Logo tr.artbmxmagazine.com

Güçlendirme veya güçlendirme

Anonim

Eski zamanlardan beri, kaynakların optimizasyonu ve kârın en az yatırımla maksimize edilmesi için sürekli olarak, yöneticiler, akademisyenler, araştırmacılar, felsefeleri geliştirmek için sayısız teknik, araç, strateji geliştirdi. kurumsal performans, örneğin: JIT (tam zamanında "Tam zamanında"), CT (toplam kalite "Toplam Kalite"), TQC (toplam kalite kontrol "Toplam Kalite Kontrol"), MRP (üretim gereksinimlerinin yönetimi " Yönetim Gereksinimi Üretimi "), yeniden yapılanma, kalite çemberleri, kendi kendine yönetilen gruplar, TPM (toplam üretim yönetimi" Toplam Üretim Yönetimi "), bazen uygulanmakta olan ve kuruluşun bir parçası olan diğerleri ise sadece Moda.

Ve böylece, zamanın, evrimin, gelişmenin, tüm alanlarda (sosyal, bilimsel, teknolojik ve entelektüel) devrimlerin geçmesiyle ve onlarla olgunluk ve farkındalıkla, bugün birçokları için yeni bir şeyle karşılaşıyoruz, yeni bir şey, diğerleri için tamamen çiçeklenmemiş bir şey, birçokları tarafından sindirilip kabul edilmeyi bitirmemiş bir şey, evet, ben "güçlendirme - güçlendirme" den bahsediyorum.

"Güçlendirme" kelimesi "güçlendirme" fiilinden gelir ve şu anlama gelir: güç vermek veya vermek; yetkilendirme, etkinleştirme, yetkilendirme, yetkilendirme, yetkilendirme, yetkilendirme, izin verme, yetkilendirme, yetkiler verme, yetkiler verme, yetkilendirme, komisyon, diğer anlamlar. İspanyolcada, eşdeğer bir kelime yoktur. Güçlendirme, güçlendirme, güçlendirme veya gücün ilişkilendirilmesi terimleriyle yaklaşık bir anlam verilecektir. Sykes, özerklik duygusu, kontrol duygusu ve güçlenmiş hissetme duygusu gibi terimde ima edilen olumlu hedefi vurgular.

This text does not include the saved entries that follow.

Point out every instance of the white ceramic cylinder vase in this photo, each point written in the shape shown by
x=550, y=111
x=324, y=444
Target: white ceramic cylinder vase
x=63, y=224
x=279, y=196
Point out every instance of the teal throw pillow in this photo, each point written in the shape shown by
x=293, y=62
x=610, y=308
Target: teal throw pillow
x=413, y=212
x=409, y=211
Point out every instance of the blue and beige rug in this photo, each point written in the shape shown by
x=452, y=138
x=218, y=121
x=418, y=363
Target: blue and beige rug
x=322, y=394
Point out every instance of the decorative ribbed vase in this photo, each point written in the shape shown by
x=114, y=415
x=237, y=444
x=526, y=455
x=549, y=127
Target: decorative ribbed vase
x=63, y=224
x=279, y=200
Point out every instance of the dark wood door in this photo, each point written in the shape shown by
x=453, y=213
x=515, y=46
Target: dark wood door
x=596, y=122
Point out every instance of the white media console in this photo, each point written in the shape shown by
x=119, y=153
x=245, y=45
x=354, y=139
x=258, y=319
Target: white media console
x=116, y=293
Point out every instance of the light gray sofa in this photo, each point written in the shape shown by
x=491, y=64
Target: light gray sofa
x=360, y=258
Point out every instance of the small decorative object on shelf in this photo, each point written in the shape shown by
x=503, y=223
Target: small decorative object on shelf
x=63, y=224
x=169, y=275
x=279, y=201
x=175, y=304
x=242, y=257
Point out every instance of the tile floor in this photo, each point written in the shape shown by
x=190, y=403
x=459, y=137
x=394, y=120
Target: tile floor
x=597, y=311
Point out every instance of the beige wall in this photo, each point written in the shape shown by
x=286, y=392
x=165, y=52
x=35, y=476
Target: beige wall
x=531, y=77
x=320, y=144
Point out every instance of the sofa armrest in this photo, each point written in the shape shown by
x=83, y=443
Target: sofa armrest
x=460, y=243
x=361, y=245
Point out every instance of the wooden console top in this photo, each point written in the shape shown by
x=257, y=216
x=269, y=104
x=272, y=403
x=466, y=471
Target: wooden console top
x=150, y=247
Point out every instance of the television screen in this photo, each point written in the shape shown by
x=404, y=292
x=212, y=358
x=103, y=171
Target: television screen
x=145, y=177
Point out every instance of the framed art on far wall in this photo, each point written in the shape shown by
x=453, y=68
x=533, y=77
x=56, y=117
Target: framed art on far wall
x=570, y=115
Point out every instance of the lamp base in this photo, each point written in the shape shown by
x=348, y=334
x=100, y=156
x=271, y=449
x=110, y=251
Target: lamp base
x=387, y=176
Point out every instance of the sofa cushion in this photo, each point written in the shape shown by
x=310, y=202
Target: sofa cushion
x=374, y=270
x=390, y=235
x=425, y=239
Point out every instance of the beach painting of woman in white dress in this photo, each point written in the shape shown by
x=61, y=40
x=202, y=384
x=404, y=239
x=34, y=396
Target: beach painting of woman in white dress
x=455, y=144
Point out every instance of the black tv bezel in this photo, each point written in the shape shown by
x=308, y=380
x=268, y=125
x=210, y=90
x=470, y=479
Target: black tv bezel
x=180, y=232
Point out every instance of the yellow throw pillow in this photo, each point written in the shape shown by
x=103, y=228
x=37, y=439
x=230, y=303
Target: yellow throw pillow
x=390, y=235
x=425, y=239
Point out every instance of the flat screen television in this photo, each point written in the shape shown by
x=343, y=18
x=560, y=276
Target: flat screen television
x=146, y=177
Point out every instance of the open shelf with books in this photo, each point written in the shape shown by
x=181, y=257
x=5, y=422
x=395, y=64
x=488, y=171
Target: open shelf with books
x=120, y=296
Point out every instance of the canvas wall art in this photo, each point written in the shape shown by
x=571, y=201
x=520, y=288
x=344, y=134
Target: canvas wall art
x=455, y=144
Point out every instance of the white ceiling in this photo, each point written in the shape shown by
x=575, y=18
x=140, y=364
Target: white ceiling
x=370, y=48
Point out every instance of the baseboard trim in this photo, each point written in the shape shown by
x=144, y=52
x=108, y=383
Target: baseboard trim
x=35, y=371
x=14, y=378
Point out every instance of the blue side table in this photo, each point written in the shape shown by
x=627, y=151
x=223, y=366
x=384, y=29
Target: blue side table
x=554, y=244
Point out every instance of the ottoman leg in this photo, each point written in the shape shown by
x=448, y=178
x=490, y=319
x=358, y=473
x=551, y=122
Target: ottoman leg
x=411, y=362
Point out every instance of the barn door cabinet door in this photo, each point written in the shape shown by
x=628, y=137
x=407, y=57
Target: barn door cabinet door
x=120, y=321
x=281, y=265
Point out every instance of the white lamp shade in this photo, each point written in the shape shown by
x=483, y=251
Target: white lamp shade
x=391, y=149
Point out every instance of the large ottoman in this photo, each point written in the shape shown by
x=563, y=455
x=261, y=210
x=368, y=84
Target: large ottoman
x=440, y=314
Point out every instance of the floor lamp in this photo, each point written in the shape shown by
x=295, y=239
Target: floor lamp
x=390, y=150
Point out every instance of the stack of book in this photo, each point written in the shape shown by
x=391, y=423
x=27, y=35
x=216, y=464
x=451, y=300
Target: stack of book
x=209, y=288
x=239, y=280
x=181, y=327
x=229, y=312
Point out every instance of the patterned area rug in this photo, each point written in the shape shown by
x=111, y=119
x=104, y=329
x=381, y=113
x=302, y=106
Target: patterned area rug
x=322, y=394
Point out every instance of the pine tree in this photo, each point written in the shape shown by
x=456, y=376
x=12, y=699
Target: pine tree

Daha geniş bir güçlendirme kavramı, astlara iktidar, emir ve yetki vermek, vermek, vermek veya devretmek ve kendi işlerine sahip olduklarını hissetmek veya onlara yetki vermekten ibarettir.

Lloyd ve Berthelot için “Potansiyelinizi Geliştirin (Kendini Güçlendirme), Kişisel Başarı Rehberi” adlı kitabında, birisine güç vermek, “karar vermenize ve harekete geçmeden otoriteye sahip olmanız için yetki verilmesi gerektiği anlamına gelir. her seferinde onay almak zorundalar "ve bunun" insanların kuruluşun gelişmesine ve başarılı olmasına yardımcı olmak için kendi zekalarını, deneyimlerini, sezgilerini ve yaratıcılıklarını kullanmalarına izin vermek "anlamına geldiğini ekliyor. Aynı zamanda “insanları bilgilendirmek ve onları kuruluşun operasyonlarına dahil etmek” ve “onları dinlemek ve fikirlerinden yararlanmak” anlamına gelir.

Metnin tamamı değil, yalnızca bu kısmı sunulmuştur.